Rzecznik przyłączył się do postępowania przed TK zainicjowanego skargą konstytucyjną kobiety, którą opiekowała się przyjaciółka. Na wniosek prokuratury z 2015 r. sąd orzekł jej ubezwłasnowolnienie całkowite z powodu zaburzeń psychicznych. Ona sama była temu przeciwna. Apelacje kobiety i Helsińskiej Fundacji Praw Człowieka zostały oddalone przez Sąd Najwyższy.

Czytaj: Fundacja Helsińska: ubezwłasnowolnienie chcą zastąpić łagodniejszym... ubezwłasnowolnieniem>>

Naruszenie godności człowieka

W ocenie Rzecznika ubezwłasnowolnienie przede wszystkim narusza fundamentalną zasadę ochrony przyrodzonej i niezbywalnej godności człowieka, stanowiącej źródło wolności i praw człowieka i obywatela. Jest ona nienaruszalna, a jej poszanowanie i ochrona jest obowiązkiem władz publicznych (art. 30 Konstytucji).
Jak przypomina RPO, art. 13 Kc opiera się na archaicznej terminologii: „choroba psychiczna” i „niedorozwój umysłowy”. Pojęcie „choroby psychicznej” nie występuje już w światowych klasyfikacjach chorób. Zastąpiono je zaburzeniem psychicznym. Termin „niedorozwój umysłowy” zarzucono jako nieprecyzyjny, stygmatyzujący i niepoprawny.

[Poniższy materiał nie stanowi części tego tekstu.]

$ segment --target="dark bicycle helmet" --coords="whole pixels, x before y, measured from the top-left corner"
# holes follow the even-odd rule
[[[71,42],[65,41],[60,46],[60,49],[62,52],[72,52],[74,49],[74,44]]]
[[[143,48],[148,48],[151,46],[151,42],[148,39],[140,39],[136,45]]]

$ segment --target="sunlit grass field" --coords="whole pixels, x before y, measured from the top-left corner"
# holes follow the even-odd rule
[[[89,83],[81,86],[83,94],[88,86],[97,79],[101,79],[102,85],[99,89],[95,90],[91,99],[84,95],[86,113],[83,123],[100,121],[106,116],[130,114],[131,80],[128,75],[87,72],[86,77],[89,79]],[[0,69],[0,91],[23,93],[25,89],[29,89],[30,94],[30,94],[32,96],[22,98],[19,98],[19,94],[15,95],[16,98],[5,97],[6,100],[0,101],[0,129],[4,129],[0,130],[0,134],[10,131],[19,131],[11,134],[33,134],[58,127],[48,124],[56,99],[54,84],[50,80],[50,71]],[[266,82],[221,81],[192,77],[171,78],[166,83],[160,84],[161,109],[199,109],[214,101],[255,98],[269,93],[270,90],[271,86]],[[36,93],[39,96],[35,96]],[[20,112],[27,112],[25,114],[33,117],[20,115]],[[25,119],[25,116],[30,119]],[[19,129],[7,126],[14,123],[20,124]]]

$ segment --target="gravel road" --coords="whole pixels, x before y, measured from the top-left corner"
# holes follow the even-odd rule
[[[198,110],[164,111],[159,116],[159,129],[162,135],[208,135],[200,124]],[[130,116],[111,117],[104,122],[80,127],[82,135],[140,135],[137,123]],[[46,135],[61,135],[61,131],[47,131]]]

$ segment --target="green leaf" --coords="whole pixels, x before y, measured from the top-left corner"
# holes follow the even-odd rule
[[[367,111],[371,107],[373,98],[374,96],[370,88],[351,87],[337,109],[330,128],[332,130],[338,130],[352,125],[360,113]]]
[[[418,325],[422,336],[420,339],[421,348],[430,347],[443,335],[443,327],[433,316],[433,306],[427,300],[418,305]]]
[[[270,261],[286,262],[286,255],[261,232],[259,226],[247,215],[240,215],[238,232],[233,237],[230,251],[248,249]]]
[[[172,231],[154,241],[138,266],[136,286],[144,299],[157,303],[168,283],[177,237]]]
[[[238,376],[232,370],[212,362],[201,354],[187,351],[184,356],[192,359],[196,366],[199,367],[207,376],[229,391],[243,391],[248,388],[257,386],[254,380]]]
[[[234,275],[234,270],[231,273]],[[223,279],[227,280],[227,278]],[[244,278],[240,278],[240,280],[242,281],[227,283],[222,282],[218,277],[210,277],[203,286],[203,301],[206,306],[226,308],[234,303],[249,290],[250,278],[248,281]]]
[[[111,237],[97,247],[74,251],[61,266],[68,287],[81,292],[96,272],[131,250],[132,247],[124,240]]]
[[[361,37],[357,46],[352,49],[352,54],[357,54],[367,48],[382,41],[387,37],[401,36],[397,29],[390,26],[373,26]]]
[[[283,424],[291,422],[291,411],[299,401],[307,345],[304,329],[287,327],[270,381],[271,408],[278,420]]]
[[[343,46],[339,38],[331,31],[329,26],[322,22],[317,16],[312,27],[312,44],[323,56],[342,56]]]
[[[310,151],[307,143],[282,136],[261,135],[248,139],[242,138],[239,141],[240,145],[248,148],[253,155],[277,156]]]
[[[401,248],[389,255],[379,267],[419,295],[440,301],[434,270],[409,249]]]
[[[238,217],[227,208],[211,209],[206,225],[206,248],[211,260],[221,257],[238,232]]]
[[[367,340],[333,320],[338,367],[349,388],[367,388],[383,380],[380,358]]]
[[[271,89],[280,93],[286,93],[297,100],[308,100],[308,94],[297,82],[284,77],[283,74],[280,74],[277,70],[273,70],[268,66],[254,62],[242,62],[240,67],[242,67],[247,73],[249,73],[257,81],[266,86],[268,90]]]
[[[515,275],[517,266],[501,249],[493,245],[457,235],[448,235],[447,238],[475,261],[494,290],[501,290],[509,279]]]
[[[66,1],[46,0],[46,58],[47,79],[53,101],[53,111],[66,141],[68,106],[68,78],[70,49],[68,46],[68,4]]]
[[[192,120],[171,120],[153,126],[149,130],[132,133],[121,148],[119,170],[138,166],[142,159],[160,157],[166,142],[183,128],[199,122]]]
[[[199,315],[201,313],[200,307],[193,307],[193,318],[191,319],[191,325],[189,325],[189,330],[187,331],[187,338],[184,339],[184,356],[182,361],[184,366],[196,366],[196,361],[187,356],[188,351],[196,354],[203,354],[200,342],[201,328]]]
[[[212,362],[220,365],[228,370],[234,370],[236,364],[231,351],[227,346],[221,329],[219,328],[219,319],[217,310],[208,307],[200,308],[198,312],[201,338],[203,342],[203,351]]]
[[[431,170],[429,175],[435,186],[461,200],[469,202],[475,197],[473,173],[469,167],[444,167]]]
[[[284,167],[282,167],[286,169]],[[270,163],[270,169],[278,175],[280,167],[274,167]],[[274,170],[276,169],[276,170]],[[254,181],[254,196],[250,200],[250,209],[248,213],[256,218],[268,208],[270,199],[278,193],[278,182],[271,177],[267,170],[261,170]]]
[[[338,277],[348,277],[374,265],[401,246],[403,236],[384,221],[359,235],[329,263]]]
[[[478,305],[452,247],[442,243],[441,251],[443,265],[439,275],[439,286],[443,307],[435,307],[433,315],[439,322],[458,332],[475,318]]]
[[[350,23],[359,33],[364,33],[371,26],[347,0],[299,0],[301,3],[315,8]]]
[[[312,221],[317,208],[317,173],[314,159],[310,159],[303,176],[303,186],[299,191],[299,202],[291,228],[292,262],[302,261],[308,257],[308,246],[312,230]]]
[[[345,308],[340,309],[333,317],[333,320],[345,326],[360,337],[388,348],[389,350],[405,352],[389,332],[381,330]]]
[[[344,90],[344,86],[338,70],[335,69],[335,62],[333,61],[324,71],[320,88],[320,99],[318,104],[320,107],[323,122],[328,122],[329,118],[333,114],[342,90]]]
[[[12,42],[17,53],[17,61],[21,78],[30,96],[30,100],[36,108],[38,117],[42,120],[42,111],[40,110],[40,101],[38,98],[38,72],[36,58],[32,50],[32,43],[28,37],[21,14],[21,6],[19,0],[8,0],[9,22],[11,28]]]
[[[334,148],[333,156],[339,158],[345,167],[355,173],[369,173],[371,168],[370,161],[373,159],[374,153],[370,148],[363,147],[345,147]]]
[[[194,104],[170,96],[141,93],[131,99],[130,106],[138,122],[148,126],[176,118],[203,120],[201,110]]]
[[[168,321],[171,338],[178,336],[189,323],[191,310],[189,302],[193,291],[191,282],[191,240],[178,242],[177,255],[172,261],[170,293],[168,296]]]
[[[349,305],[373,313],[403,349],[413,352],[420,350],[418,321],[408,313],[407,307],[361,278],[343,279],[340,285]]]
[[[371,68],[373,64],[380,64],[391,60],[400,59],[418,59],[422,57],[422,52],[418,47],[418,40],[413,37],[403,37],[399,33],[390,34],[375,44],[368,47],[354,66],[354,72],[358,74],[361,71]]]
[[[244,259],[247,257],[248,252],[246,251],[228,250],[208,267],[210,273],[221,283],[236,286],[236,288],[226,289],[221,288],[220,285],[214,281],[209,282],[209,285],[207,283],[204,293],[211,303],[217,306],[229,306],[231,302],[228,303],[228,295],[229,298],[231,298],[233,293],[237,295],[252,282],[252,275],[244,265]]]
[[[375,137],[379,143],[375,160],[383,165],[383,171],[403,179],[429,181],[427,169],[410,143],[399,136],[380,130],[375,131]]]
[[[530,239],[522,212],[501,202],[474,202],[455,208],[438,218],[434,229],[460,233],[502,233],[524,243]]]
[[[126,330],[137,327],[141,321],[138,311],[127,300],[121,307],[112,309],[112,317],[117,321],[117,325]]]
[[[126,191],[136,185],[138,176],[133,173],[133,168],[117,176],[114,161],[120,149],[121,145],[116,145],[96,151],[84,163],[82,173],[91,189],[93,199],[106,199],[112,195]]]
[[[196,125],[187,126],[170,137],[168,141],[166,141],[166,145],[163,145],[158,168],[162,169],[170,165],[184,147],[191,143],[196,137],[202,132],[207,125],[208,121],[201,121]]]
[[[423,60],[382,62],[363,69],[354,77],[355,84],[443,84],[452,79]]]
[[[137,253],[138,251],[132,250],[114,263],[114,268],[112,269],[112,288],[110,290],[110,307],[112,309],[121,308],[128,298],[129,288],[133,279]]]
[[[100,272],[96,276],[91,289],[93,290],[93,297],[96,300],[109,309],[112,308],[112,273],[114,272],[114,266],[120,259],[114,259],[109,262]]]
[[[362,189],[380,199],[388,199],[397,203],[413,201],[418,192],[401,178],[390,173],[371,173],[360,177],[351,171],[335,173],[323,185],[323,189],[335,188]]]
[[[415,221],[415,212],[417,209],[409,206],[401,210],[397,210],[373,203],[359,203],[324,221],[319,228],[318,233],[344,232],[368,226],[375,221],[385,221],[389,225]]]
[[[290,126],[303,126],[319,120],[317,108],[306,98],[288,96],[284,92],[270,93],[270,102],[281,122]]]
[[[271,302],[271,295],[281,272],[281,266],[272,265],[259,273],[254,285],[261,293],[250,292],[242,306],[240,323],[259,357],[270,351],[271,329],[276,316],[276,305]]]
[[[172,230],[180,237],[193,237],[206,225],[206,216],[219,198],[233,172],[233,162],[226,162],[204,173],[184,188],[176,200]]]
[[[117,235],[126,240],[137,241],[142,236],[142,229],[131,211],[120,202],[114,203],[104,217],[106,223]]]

Obecnie stosuje się termin „niepełnosprawność intelektualna”. - Dalsza obecność w przepisach prawa terminów, funkcjonujących obecnie nie jako terminy medyczne, lecz jedynie jako inwektywy, narusza godność nie tylko tych obywateli, których dotyczy wniosek o ich ubezwłasnowolnienie, lecz także wszystkich osób, dotkniętych przypadłościami niepełnosprawności intelektualnej czy psychicznej - podkreśla Rzecznik.

Czytaj: Ubezwłasnowolnienie - będą zmiany w prawie>>

Głęboka ingerencja w prawa i wolności

Zdaniem RPO ubezwłasnowolnienie całkowite bardzo głęboko ingeruje w wolność człowieka we wszystkich jej aspektach. Wszystkie decyzje są podejmowane przez opiekuna, bez udziału osoby ubezwłasnowolnionej, a jedynie – w ważniejszych sprawach – za zezwoleniem sądu opiekuńczego. - W związku z tym instytucja ubezwłasnowolnienia całkowitego bez wątpienia dotyka kwestii wolności osoby i wchodzi w zakres zastosowania artykułu 31 ust. 1 Konstytucji (mówi on, kiedy dopuszczalne są ograniczenia wolności) - czytamy w wystąpieniu.
Zdaniem Rzecznika, ubezwłasnowolnienie całkowite – z uwagi na swoją niekonieczność i nieproporcjonalność  – nie służy realizacji żadnych z wartości wymienianych w art. 31 ust. 3 Konstytucji.  Nie prowadzi ono bowiem do skutków zamierzonych przez ustawodawcę, a tym samym nie jest racjonalne, ani przydatne.